Your smile train is absolutely adorable! Your work is excellent my dear. The Smile Train Charity is our families favorite charity! God Bless you for making such a wonderful item, and your charitable endeavors! :thumbup: :thumbup: :thumbup: :thumbup:


----------



## Sewbizgirl (May 11, 2011)

Adorable! I love that charity too. Hope you sell a bunch of patterns!


----------



## vjh1530 (Oct 8, 2011)

You are such a great designer as well as a kind soul! Great charity! Best of luck with it!


----------



## Rainebo (Apr 22, 2012)

raindancer said:


> Your smile train is absolutely adorable! Your work is excellent my dear. The Smile Train Charity is our families favorite charity! God Bless you for making such a wonderful item, and your charitable endeavors! :thumbup: :thumbup: :thumbup: :thumbup:


Oh, thank you ever so much! So very kind of you!


----------



## Rainebo (Apr 22, 2012)

vjh1530 said:


> You are such a great designer as well as a kind soul! Great charity! Best of luck with it!


Aw, thanks so much!


----------



## Rainebo (Apr 22, 2012)

Sewbizgirl said:


> Adorable! I love that charity too. Hope you sell a bunch of patterns!

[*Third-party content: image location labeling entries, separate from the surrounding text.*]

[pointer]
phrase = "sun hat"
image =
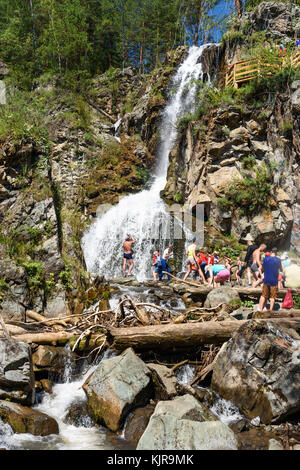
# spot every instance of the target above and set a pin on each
(248, 237)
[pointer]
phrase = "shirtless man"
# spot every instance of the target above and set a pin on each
(127, 247)
(256, 266)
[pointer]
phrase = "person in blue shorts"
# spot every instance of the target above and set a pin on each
(127, 247)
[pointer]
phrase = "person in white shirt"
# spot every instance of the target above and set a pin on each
(168, 252)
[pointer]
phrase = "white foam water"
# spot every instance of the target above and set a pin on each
(145, 215)
(70, 437)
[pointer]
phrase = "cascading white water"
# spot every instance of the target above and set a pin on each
(144, 215)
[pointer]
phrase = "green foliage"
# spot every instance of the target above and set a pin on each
(35, 273)
(251, 193)
(249, 162)
(142, 174)
(178, 197)
(296, 301)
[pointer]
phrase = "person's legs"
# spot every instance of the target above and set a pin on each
(249, 276)
(273, 295)
(264, 297)
(188, 272)
(124, 267)
(130, 267)
(262, 302)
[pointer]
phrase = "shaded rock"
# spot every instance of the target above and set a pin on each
(137, 422)
(185, 424)
(47, 385)
(295, 101)
(221, 295)
(16, 372)
(258, 370)
(118, 385)
(26, 420)
(164, 380)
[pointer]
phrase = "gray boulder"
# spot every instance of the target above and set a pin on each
(221, 295)
(16, 372)
(185, 424)
(258, 370)
(116, 387)
(164, 381)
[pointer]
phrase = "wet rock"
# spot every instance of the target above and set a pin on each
(47, 385)
(242, 313)
(164, 380)
(79, 415)
(185, 424)
(137, 423)
(52, 360)
(258, 370)
(221, 295)
(16, 372)
(117, 386)
(275, 445)
(26, 420)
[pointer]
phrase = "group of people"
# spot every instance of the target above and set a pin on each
(262, 267)
(266, 267)
(209, 267)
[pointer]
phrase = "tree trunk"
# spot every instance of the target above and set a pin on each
(45, 338)
(168, 338)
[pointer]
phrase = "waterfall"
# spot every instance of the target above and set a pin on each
(145, 215)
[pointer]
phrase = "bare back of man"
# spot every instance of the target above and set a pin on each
(127, 248)
(256, 266)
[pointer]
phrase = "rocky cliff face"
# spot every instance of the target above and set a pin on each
(52, 184)
(232, 141)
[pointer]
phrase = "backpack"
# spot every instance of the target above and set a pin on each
(158, 261)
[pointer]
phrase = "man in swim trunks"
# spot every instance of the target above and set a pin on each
(127, 247)
(256, 266)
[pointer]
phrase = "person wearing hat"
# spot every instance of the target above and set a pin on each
(249, 257)
(192, 260)
(271, 267)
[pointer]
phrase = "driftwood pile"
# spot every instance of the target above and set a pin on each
(143, 326)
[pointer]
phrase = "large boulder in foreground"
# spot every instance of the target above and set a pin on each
(258, 370)
(116, 387)
(185, 424)
(221, 295)
(26, 420)
(16, 372)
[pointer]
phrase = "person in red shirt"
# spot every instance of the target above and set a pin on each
(156, 260)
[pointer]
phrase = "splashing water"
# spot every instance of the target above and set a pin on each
(145, 215)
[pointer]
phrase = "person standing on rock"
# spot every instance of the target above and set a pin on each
(249, 257)
(192, 259)
(271, 267)
(168, 252)
(256, 266)
(127, 247)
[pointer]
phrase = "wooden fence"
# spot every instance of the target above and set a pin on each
(246, 70)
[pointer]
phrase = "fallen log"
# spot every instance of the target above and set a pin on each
(182, 336)
(43, 320)
(292, 313)
(202, 291)
(45, 338)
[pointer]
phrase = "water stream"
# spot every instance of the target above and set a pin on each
(145, 215)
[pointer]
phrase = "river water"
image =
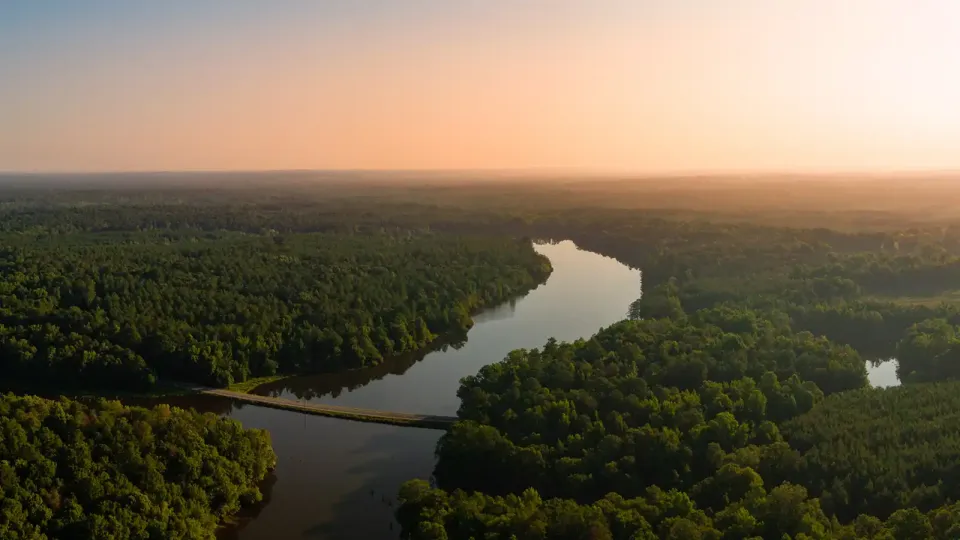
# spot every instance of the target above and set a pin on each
(338, 479)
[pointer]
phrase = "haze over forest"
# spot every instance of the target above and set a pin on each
(647, 86)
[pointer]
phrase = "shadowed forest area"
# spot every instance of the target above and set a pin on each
(732, 401)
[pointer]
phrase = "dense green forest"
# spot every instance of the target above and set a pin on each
(120, 309)
(70, 470)
(721, 424)
(732, 404)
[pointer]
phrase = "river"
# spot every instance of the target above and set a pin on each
(338, 479)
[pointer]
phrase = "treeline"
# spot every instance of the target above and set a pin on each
(70, 470)
(642, 403)
(120, 310)
(721, 424)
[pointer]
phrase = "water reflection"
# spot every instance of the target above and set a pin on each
(337, 479)
(585, 292)
(882, 373)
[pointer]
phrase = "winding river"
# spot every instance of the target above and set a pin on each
(337, 479)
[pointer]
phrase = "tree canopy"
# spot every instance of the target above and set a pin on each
(70, 470)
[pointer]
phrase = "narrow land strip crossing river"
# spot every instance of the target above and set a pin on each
(339, 411)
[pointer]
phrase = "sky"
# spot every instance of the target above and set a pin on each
(625, 85)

Thanks! I hope so, too! :wink:


----------



## Tove (Oct 27, 2012)

Now wouldn't that look awesome on the Christmas table where there are little people. A tiny sprig of Christmas on the engine and the cars filled with miniature wrapped presents - the kind of presents you can purchase that are shiny paper meant for decoration.... although when 2 of my granddaughters were 3 years old they just HAD to unwrap all the decoration presents ...LOL....


----------



## Rainebo (Apr 22, 2012)

Tove said:


> Now wouldn't that look awesome on the Christmas table where there are little people. A tiny sprig of Christmas on the engine and the cars filled with miniature wrapped presents - the kind of presents you can purchase that are shiny paper meant for decoration.... although when 2 of my granddaughters were 3 years old they just HAD to unwrap all the decoration presents ...LOL....


Oh, yes! I could just picture it now! That WOULD look awesome! When I was designing it, I was thinking about my husband, who told me he always put a train around the Christmas tree when he was a kid.


----------



## birsss (Aug 16, 2011)

Lorraine, you have done it again, your train is just fabulous!!! I think you have another winner and you have channeled your talent into helping this great charity, such a wonderful thing you are doing. 

I'm off to purchase the pattern.


----------



## Rainebo (Apr 22, 2012)

birsss said:


> Lorraine, you have done it again, your train is just fabulous!!! I think you have another winner and you have channeled your talent into helping this great charity, such a wonderful thing you are doing.
> 
> I'm off to purchase the pattern.


Oh, thank you so much, Sharon!


----------



## Tove (Oct 27, 2012)

Lorraine, before I purchase the pattern, can you tell me what type of eyes you put on the engine please, safety eyes or half round buttons?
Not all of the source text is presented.